Nature Nuts: Wildflowers

My recent 4-year-old and I went to Nature Nuts recently. He was being a bit shy early in the morning as we arrived, but after time outside (another benefit of nature!) he was less apprehensive and joined the group again. Krista Daniels, naturalist with Elkhart County Parks, started with a story, a very cute story about a girl who started planting things in her backyard that allowed the animals to visit. Soon, her neighbors started doing the same.

Then, the children potted their own flowers to take home. My son is very proud of his flowers, though they are still looking for a more permanent home, along with the many irises our neighbor passed along.

They had flower related snacks. Ranch dressing helped the "flowers" go down a more easily for some.

Outside we went for a walk and saw the very early wildflowers.
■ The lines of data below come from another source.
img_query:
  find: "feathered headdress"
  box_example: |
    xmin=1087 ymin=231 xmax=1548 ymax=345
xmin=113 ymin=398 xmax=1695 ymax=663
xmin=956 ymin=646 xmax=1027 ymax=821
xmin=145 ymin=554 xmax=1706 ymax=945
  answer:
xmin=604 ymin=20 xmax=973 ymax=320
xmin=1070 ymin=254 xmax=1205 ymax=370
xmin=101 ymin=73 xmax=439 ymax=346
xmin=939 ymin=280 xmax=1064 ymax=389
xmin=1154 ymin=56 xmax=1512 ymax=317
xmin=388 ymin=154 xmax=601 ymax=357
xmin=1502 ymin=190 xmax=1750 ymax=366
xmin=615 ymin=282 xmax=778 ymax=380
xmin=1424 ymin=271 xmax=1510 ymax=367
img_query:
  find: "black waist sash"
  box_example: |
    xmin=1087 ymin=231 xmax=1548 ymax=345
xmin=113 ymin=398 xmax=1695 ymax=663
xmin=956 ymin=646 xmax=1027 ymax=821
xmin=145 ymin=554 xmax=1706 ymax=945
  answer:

They were still very new and few had flowers yet.

We found harbinger of spring, an early wildflower that signal spring is here! It's interesting that this guy keeps finding them and sharing with me! He remembers them. He wasn't sure about them at first, but then liked them!

Bush honeysuckle was also out in full force. This non-native invasive species is of concern as it takes over potential habitat and spreads quickly. I linked to a fact sheet and what you can do to help get rid of these in the name. Still--it was nice to see signs of spring! Green is starting to pop out!

This is another invasive plant called garlic mustard. It is a very destructive invasive plant in much of the state. While it is prolific, it is also edible, so pull some and start cooking!

Dandelions were also popping up! These also are not native; however, they are not as damaging as the garlic mustard. They are also edible and highly nutritious. If you're not sure you want them from your yard, they sell dandelion greens at Meijer.

A trillium was peeking up. Note the three leaves. The flower will also have three petals. They grow in a variety of colors. 

We passed by the water, aka Spring Peeper wetland area at this time of year. They were singing quite loudly! Brush up on your toad and frog calls here.

Going up the hill is always fun!

We saw an entrance to a woodchuck burrow.

We saw where rabbits were chewing away at a bush.

Lambs Ear was also out. The soft fuzzy texture is always a favorite to touch.

Dutchmen's Breeches, named after the shape of the flower, were also starting to show up.

And another--I can't find my notes, so I'll have to remember the name on another day! One interesting observation . . . my son was very shy when we arrived, sticking close to his momma and not answering questions. However, after we went outside he warmed up, sat next to the other children, and was involved more in the activities. The power of nature is at it again!

Near the Warming Haus, the bulbs were in full bloom! Nice dash of color!